In the file examples.py, it can be found how these formulas are generated, and they can be taken as a reference for creating new formulas. To create a new formula, the same protocol can be followed: we can create a tuple of tuples, where each of these tuples symbolize a clause, and each element of these tuples represent a literal, either in positive form with \(\mathtt {x[i]}\) or in negative form with \(\mathtt {xb[i]}\), where \(\mathtt {i}\) is the variable being used.

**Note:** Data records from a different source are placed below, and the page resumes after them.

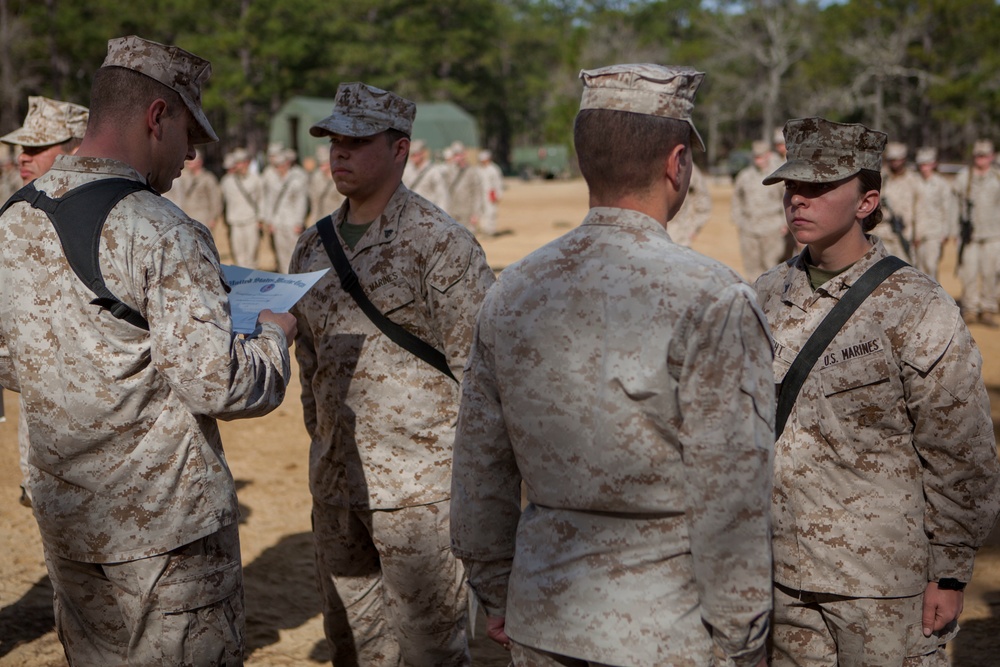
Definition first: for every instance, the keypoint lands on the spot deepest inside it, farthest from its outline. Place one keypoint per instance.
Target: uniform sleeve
(457, 281)
(8, 378)
(953, 433)
(486, 483)
(214, 372)
(215, 197)
(727, 437)
(305, 346)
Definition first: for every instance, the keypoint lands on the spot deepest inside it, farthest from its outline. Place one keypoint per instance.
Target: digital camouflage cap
(926, 155)
(49, 122)
(360, 110)
(653, 90)
(821, 151)
(177, 69)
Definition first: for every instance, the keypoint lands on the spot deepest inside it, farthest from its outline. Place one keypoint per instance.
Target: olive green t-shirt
(353, 233)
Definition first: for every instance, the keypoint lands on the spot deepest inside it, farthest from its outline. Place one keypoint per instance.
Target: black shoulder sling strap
(78, 217)
(350, 283)
(824, 334)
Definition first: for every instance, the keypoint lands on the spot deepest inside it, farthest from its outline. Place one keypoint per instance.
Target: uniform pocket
(203, 618)
(917, 645)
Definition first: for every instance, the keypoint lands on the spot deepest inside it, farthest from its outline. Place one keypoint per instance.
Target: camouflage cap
(895, 150)
(360, 110)
(49, 122)
(760, 148)
(926, 155)
(653, 90)
(821, 151)
(234, 157)
(982, 147)
(175, 68)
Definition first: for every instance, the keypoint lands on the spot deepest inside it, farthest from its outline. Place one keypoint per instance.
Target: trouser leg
(184, 607)
(423, 584)
(350, 582)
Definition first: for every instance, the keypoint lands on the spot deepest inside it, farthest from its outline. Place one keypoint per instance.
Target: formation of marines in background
(592, 454)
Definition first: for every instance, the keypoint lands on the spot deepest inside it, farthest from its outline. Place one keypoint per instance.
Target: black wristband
(951, 584)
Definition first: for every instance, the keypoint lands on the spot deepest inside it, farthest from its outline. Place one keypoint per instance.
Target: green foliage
(920, 69)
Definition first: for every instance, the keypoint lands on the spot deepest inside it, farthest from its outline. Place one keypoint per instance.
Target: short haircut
(621, 152)
(71, 145)
(118, 93)
(869, 179)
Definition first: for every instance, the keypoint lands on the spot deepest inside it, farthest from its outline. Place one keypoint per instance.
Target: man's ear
(402, 148)
(155, 114)
(868, 204)
(675, 165)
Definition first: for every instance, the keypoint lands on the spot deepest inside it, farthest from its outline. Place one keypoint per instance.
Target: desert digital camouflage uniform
(200, 195)
(935, 215)
(758, 214)
(10, 181)
(899, 196)
(626, 380)
(492, 179)
(981, 257)
(382, 420)
(285, 205)
(427, 178)
(242, 194)
(50, 128)
(466, 195)
(694, 213)
(324, 198)
(132, 493)
(886, 473)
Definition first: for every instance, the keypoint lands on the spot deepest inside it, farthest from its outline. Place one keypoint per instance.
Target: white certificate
(254, 291)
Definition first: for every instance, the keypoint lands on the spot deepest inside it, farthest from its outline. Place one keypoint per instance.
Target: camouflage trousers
(525, 656)
(822, 630)
(393, 593)
(184, 607)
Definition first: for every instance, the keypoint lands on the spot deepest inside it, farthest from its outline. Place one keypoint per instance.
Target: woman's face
(821, 214)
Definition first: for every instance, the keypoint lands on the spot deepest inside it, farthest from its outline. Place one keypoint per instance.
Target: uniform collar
(798, 292)
(623, 217)
(385, 228)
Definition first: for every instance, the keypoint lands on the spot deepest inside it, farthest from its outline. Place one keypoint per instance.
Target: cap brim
(346, 126)
(207, 134)
(809, 172)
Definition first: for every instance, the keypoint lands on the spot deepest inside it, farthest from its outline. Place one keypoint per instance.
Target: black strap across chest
(78, 218)
(350, 284)
(825, 333)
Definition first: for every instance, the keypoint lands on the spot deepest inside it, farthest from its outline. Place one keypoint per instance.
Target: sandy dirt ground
(269, 460)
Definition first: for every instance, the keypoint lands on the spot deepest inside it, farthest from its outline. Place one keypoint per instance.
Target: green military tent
(437, 123)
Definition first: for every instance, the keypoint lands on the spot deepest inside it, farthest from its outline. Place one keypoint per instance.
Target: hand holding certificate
(254, 291)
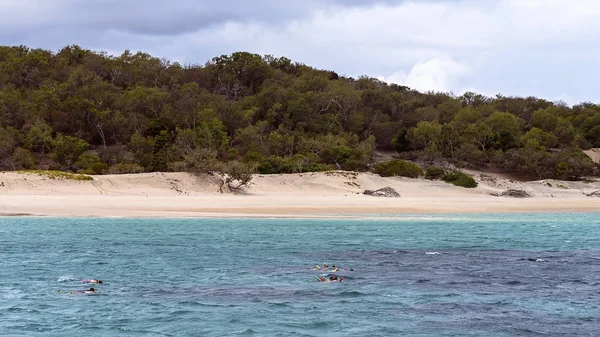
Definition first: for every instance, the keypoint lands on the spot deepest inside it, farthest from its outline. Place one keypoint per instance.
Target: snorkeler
(89, 291)
(92, 281)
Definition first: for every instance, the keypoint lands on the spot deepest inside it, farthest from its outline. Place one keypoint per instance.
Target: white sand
(335, 194)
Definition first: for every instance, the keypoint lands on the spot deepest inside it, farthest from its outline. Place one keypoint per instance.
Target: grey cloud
(159, 17)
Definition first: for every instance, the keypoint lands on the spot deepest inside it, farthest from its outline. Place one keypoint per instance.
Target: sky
(543, 48)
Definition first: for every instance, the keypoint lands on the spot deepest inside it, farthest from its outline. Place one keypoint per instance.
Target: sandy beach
(324, 194)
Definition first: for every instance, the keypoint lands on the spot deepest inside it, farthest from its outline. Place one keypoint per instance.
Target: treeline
(84, 111)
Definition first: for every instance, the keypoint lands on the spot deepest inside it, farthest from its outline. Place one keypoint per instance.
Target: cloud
(516, 47)
(432, 75)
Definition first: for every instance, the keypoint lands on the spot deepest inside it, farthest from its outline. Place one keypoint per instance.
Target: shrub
(99, 168)
(297, 164)
(58, 175)
(398, 168)
(461, 179)
(124, 168)
(434, 172)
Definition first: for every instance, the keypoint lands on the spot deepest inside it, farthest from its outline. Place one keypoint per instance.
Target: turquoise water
(456, 275)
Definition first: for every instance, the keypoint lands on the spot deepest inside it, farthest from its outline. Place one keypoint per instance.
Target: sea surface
(442, 275)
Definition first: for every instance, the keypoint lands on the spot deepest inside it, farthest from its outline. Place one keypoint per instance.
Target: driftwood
(594, 194)
(386, 192)
(513, 194)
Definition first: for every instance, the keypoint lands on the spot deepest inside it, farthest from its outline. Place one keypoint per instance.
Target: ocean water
(454, 275)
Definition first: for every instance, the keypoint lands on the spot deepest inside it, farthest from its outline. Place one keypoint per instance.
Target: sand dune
(324, 194)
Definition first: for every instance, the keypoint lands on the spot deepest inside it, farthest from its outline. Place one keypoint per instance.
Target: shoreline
(310, 195)
(229, 206)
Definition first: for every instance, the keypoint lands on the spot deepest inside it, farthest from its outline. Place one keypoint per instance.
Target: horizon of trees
(86, 111)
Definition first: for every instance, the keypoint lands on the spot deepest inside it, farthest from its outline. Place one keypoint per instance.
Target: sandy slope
(299, 195)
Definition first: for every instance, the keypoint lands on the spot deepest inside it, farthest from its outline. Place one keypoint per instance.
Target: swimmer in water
(89, 291)
(92, 281)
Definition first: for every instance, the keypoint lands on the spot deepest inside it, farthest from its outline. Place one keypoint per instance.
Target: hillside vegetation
(84, 111)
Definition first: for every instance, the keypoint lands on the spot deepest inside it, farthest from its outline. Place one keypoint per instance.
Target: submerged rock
(386, 192)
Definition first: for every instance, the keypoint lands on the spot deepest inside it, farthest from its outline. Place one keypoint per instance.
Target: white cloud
(432, 75)
(496, 45)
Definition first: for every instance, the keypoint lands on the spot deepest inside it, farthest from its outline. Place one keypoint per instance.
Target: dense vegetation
(84, 111)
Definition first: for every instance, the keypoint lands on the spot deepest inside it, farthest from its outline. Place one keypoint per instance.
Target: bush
(398, 168)
(125, 168)
(434, 172)
(461, 179)
(297, 164)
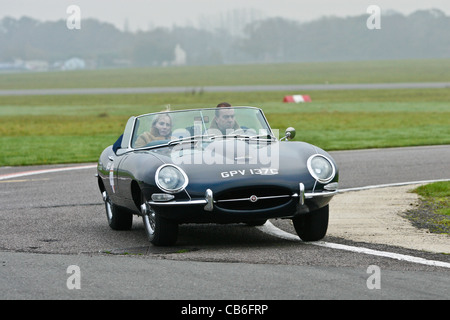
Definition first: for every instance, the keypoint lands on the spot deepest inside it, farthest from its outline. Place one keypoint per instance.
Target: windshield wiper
(243, 136)
(189, 139)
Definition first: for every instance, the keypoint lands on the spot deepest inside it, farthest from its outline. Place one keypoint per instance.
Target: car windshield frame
(199, 129)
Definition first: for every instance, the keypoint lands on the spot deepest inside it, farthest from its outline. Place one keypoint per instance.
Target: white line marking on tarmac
(33, 172)
(269, 228)
(398, 184)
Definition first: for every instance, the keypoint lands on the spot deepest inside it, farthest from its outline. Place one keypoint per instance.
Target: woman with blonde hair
(161, 129)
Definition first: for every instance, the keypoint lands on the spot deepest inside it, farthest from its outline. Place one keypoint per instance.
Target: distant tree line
(423, 34)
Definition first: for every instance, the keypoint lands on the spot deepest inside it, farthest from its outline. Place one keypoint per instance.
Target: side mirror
(289, 134)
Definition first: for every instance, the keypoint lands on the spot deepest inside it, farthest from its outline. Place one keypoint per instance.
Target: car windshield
(163, 128)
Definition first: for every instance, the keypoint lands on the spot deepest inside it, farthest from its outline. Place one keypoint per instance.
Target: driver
(224, 120)
(161, 130)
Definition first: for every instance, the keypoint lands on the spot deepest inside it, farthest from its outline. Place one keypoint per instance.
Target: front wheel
(313, 225)
(160, 231)
(118, 218)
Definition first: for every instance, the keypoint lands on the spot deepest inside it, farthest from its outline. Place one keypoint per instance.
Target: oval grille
(255, 198)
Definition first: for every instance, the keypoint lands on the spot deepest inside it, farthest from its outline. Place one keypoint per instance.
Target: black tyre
(160, 231)
(313, 225)
(118, 218)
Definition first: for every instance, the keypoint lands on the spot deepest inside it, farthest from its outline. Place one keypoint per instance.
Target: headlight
(321, 168)
(171, 178)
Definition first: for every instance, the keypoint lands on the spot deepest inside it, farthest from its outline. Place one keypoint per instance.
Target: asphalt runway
(51, 220)
(242, 88)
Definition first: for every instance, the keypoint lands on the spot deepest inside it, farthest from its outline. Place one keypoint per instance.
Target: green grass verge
(433, 70)
(433, 213)
(62, 129)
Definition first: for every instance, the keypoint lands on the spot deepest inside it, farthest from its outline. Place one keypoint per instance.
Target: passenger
(161, 130)
(224, 121)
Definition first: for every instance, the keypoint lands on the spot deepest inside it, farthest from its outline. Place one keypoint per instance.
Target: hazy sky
(140, 14)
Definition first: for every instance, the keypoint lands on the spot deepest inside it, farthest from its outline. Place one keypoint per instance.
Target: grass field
(62, 129)
(265, 74)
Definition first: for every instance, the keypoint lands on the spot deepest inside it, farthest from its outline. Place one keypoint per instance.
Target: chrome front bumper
(209, 201)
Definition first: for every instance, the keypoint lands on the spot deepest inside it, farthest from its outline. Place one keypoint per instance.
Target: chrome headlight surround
(171, 178)
(321, 168)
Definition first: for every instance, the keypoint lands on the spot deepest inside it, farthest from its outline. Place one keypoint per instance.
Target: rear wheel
(313, 225)
(160, 231)
(118, 218)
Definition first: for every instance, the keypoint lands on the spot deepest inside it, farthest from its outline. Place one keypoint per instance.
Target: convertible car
(214, 165)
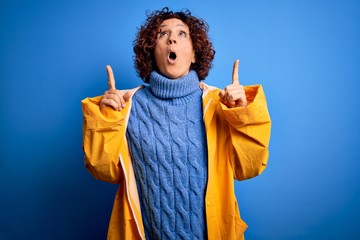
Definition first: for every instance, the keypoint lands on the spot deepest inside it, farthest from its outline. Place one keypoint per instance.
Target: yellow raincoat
(237, 140)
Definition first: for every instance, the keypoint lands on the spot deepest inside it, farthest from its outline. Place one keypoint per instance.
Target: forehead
(172, 23)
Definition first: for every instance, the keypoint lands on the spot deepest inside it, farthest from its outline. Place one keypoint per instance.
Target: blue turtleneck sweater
(167, 142)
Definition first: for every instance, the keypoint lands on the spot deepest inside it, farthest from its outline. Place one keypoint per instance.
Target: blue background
(305, 53)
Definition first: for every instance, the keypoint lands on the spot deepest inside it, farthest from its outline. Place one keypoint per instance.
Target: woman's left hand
(234, 94)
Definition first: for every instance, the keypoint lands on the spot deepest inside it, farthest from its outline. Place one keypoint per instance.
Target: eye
(162, 34)
(182, 34)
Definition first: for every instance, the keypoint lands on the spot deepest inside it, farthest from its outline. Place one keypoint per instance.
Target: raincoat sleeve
(103, 137)
(250, 134)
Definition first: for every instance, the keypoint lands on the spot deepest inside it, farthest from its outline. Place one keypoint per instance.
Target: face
(174, 50)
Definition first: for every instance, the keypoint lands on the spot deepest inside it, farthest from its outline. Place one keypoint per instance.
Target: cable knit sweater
(167, 142)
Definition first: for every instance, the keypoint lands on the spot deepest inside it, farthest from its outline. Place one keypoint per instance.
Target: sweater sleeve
(103, 136)
(250, 129)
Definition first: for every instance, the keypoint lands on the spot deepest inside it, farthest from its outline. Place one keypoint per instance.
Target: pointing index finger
(111, 78)
(235, 76)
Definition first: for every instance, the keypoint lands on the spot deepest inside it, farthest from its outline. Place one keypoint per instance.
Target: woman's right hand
(114, 98)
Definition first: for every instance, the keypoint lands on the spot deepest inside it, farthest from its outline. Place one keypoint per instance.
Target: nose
(171, 40)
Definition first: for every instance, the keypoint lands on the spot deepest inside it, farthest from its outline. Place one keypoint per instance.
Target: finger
(127, 96)
(111, 103)
(111, 78)
(235, 77)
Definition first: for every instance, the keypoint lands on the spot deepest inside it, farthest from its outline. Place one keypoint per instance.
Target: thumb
(235, 76)
(111, 78)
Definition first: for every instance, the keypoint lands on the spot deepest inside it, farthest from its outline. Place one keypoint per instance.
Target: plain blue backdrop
(305, 53)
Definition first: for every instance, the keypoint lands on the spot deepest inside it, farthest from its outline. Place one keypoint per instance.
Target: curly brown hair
(144, 44)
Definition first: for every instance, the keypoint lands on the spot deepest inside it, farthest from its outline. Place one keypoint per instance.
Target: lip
(170, 60)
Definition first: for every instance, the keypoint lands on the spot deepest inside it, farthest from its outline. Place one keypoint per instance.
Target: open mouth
(172, 56)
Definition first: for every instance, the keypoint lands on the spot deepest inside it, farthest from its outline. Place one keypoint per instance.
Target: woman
(176, 145)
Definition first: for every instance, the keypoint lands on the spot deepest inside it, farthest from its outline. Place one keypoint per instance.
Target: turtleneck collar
(163, 87)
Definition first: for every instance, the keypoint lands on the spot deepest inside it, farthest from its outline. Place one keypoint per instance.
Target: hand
(234, 94)
(113, 98)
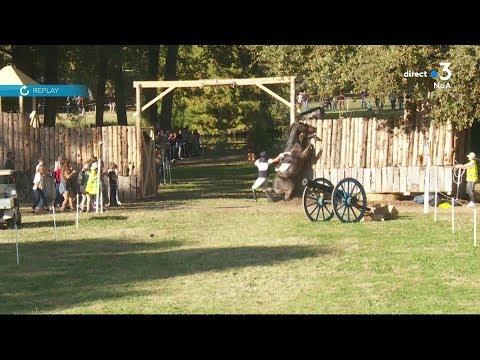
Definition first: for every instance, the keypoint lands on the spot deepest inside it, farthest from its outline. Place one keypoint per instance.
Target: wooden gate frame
(170, 85)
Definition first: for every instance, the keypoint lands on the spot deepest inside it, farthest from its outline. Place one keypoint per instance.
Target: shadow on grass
(46, 223)
(57, 275)
(108, 217)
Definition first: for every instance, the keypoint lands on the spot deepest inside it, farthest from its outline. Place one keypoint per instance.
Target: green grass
(354, 110)
(71, 120)
(204, 247)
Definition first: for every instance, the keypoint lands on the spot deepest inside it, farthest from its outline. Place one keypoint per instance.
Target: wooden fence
(78, 145)
(387, 155)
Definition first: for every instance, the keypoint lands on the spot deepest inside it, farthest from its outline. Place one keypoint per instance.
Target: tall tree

Therefore, following the format of the examples, the formula

$$\begin{aligned} \varphi \equiv \exists x_{1} \forall x_{2} \exists x_{3} (x_{1} \vee \lnot x_{2}) \wedge (\lnot x_{1} \vee \lnot x_{2} \vee x_{3}) \wedge (x_{2} \vee \lnot x_{3}) \end{aligned}$$

could be represented by

$$\begin{aligned} \mathtt {formula = (('x[1]', 'xb[2]'), ('xb[1]', 'xb[2]', 'x[3]'), ('x[2]', 'xb[3]'))}. \end{aligned}$$

It can be directly simulated by \(\mathtt {python\ main.py}\), and the result will be directly shown in the screen since the compute function will show the contents of the environment.

5 Conclusions and future work

In this work, a result concerning evolutional symport/antiport rules has been improved, in the sense that no evolution is needed in these kinds of rules while using creation rules. While in the previous work, a solution based on a family of P systems from \(\widehat{\mathcal {CCEC}}(1,1)\) was detailed, in this work, we restrict the number of objects used in a symport/antiport rule to one; that is, to P systems from \(\widehat{\mathcal {C}\mathcal {C}\mathcal {C}(1)}\). This is a demonstration of the power of creation rules, showing that rules with a minimal number of objects in symport/antiport rules is enough to reach presumed efficiency. The use of division rules and separation rules with this length of symport/antiport rules gives P systems the power to efficiently solve only problems from P.

From the beginning, creation rules have been only used in cell P systems, because of the biological inspiration of the use of parts of a membrane to create a new membrane within it, but using creation rules in tissue P systems, where new cells would be created in the environment, and not in the cell itself, would be an interesting research line. In this case, the implementation and use of a simulator has helped to correct some errors in the design, showing the advantages of using them as research assistants. The non-evolutive nature of symport/antiport rules are an improvement with respect to their evolutional counterparts, since in the simulator, no changes of these objects must be taken into account, then the same objects will be moved throughout the whole system, except for the ones created when using creation rules.